Oleh: Malihatul Fauziah*
Manusia adalah makhluk paling sempurna yang diciptakan Tuhan. Kesempurnaan manusia dibandingkan dengan makhluk lain di bumi ini, karena Sang Pencipta memberi mereka akal dan pengertian. Sehingga manusia dapat memikirkan segala sesuatu yang terjadi di muka bumi.
Sebagai ciptaan Tuhan, manusia harus menaati apa yang Dia perintahkan. Perilaku dan segala sesuatu yang dilakukan manusia harus sesuai dengan segala perintah Allah SWT. Karena sesungguhnya segala sesuatu yang dilakukan manusia dipertanggung jawabkan kepada Tuhan.
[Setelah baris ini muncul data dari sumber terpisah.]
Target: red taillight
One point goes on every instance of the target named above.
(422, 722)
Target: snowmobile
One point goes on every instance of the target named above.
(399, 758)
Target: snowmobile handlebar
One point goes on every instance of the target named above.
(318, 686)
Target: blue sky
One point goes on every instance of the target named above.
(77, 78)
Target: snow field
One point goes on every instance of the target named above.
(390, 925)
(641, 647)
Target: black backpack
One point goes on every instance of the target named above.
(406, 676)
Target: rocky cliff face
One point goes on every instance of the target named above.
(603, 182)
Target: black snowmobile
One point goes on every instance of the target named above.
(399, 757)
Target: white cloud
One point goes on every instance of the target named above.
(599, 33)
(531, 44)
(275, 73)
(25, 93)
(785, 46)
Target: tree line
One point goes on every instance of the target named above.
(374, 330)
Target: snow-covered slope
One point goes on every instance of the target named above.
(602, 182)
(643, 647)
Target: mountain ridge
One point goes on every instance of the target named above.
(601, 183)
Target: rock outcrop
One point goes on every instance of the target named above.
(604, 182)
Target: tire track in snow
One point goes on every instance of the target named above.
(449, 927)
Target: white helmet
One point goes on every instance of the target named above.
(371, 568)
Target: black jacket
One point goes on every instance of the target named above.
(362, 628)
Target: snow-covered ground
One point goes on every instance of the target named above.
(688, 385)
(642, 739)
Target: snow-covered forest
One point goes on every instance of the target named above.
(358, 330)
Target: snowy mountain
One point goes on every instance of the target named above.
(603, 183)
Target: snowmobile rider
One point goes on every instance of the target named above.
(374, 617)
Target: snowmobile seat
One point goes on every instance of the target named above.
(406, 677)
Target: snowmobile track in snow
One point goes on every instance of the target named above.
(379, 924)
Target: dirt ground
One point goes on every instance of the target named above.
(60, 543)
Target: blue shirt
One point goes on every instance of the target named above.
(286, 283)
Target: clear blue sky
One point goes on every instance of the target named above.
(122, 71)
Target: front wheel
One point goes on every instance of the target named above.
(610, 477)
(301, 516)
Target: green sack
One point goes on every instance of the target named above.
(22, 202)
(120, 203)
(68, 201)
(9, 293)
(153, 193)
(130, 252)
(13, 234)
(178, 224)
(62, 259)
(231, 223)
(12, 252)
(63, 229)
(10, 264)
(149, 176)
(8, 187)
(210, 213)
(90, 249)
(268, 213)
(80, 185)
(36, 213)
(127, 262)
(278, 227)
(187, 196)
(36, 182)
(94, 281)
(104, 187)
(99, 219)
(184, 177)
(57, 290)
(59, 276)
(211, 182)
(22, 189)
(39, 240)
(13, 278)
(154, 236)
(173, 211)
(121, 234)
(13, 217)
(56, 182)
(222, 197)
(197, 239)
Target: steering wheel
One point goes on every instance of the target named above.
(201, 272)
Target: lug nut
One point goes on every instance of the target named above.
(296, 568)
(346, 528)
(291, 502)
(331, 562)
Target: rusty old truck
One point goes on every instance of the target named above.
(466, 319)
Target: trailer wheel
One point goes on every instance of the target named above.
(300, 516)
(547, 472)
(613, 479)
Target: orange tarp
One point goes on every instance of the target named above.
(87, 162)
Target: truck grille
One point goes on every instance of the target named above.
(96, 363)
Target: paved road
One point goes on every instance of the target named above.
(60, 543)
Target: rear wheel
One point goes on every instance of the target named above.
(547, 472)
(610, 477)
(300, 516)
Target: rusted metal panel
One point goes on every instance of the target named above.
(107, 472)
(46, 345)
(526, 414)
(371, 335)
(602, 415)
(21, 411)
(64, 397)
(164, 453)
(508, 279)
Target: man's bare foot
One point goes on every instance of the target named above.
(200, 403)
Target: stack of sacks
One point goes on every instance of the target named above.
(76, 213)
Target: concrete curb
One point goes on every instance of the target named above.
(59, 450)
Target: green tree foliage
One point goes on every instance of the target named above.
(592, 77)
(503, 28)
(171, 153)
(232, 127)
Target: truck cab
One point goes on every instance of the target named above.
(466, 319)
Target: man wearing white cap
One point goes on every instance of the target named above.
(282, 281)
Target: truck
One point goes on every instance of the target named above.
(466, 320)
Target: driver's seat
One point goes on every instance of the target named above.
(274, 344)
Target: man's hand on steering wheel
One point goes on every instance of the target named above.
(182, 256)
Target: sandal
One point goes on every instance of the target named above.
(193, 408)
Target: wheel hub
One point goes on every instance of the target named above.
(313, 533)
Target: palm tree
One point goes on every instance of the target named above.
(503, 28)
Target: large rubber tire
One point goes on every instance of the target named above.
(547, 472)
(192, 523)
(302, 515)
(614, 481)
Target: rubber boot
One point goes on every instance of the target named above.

Dan Alqur’an juga menggambarkan manusia sebagai makhluk pilihan yang dilantik sebagai khalifah di muka ini. Sebagai makhluk yang bentuk dan penampilannya sempurna dibandingkan dengan makhluk lain, maka seseorang harus mempertimbangkan asal usul kemunculannya. Orang yang berpikir selalu mengingat kekuasaan dan ciptaan Tuhan.
Mengenai proses penciptaan manusia, Alqur’an menyebutkan (QS. Al-Hijr [15]:28-29) menjelaskan bahwa manusia diciptakan dari tanah dalam bentuk yang paling baik kemudian ditiupkan kepadanya sampai ia hidup kembali.
Perjalanan manusia tidak lepas dari dimensi immaterial. Pengalaman spiritual dan kondisi mental adalah bentuk dimensi lain di dalam diri kita yang tidak dapat kita lepaskan. Mereka semua menjalani proses pertumbuhan dengan tujuan yang jelas.
Proses Penciptaan Nabi Adam AS
Nabi Adam adalah orang pertama yang memperkenalkan kita semua di dunia sekarang ini. Ia adalah sosok manusia yang diciptakan oleh Allah sebagai khalifah di muka bumi. Kehadiran dan kisah penciptaannya membawa banyak pelajaran bagi kita, keturunannya. Nabi Adam adalah manusia ciptaan Tuhan pertama di dunia yang berasal dari bumi atau bumi dan penciptaan Nabi Adam terjadi pada hari Jum’at.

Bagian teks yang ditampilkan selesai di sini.